Godard went through a personal crisis, both physically (following a motor-cycle accident) and intellectually, and re-oriented himself and his activity. First in Grenoble, where he established his own studio and then to Switzerland. He took time to reflect on the retreat of the movement and the Left and came back with new stuff, dealing not overtly with class struggle, but with everyday life, relations, and sexuality, always retaining his political point of view. In the 1980s he produced films in a more refined artistical way, for which he received criticism from some of his earlier fans. More known are the melancholic “Prenom Carmen” (1983) and “Hail Mary”, which was condemned by the Catholic church as blasphemous. He declared once more his interest in cinema history with his 4.5-hour video project named “Histoire(s) du Cinéma” (1988–1998), denying the widespread notion of the 1990s that cinema was dead. On the contrary, his career would continue in the 21st century.
A supporter of Palestine
Godard remained during all his life committed to the Palestinian cause, defying the cost of being accused for anti-semitism. In the early days of the Tziga-Vertov Group, he and Gorin visited Jordan and spoke with Palestinian militants in order to prepare a documentary to be called “Till victory”. Tragically, most of those fighters were massacred by the Jordanian regime during the “Black September” of 1970 and the project was aborted, only temporarily, as Godard used the footage a few years later in his “Ici et ailleurs (Here and elsewhere)” film. In “Film Socialisme” (2010), he chose Palestine as one of his six “homelands” to visit in the last section of the film named “our humanities”.
In 2010, after the Academy of Motion Picture Arts and Sciences announced plans to award Godard an honorary Oscar, pro-Israel groups revolted, calling on the Academy to rescind the Oscar. Godard rejected the allegations by insisting that he was an “anti-Zionist”, not an anti-Semite, a fact that could easily be proved by the way he has depicted the holocaust in his documentaries. He did not hesitate to endorse cultural boycotts of Israel.
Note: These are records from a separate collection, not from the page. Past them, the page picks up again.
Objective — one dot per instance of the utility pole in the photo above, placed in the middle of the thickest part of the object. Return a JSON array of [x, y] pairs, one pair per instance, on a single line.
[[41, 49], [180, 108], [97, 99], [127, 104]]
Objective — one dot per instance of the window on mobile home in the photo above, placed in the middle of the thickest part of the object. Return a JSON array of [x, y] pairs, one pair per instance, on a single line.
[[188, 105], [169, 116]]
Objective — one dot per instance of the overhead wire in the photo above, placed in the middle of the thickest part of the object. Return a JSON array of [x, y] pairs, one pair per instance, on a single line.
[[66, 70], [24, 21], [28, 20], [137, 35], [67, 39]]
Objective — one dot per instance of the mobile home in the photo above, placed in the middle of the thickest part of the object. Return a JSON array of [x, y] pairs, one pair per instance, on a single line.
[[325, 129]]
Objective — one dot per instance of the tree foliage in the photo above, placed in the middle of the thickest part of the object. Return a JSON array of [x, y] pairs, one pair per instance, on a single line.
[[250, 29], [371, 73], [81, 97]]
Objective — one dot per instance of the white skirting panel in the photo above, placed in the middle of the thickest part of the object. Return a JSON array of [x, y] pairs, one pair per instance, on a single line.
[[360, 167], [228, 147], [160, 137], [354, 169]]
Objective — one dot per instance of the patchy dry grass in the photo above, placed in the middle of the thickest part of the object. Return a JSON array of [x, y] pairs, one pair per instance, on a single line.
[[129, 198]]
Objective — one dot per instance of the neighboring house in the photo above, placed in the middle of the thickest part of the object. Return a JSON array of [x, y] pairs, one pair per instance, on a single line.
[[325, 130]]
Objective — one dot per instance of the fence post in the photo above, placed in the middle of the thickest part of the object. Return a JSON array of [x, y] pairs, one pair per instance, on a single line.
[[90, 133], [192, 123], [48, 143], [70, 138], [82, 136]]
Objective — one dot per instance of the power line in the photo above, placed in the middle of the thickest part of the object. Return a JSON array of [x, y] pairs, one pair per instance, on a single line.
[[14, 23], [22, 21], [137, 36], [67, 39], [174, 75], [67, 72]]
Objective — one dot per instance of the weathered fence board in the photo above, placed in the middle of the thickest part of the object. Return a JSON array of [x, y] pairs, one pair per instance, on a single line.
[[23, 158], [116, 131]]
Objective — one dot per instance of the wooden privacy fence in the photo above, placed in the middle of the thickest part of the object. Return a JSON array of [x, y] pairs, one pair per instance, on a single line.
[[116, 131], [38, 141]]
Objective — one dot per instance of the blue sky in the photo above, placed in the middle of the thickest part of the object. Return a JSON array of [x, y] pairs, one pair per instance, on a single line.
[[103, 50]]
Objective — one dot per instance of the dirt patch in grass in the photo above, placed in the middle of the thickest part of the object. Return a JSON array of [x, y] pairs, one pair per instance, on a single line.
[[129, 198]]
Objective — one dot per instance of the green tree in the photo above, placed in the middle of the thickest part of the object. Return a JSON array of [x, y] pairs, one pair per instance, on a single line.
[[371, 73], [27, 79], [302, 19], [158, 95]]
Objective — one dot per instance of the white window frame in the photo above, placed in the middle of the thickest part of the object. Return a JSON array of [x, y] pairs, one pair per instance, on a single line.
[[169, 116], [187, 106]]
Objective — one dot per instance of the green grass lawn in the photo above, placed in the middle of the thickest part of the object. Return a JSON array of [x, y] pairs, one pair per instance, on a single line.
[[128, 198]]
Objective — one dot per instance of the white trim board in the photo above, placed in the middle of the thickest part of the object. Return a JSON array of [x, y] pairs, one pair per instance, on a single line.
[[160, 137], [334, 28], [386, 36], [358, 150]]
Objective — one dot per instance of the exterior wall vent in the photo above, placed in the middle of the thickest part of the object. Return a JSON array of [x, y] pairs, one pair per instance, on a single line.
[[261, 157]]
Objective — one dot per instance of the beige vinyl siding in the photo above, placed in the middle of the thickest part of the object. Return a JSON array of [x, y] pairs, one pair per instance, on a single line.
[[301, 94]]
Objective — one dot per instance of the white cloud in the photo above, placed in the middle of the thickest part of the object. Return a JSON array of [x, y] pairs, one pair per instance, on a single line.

“All you need to make a film is a girl and a gun” Godard once wrote, and proved it with “Breathless”. What he did not know is that with a girl and a gun he would change cinema. He transformed the way we see a film, what we expect from a film, and for that cinephiles owe him.
Godard followed with commitment the path of questioning and renewing his means of expression. The camera was for him a tool for artistic and political intervention. A Marxist and deeply politicized, he did not miss the opportunity, both with his films and with his life standing and his statements, to “disturb” all sorts of establishments in the artistic field and in society. Unapologetic, disobedient, stubborn, committed to the cause of socialism and communism, he never stopped seeing the world from the “left bank”.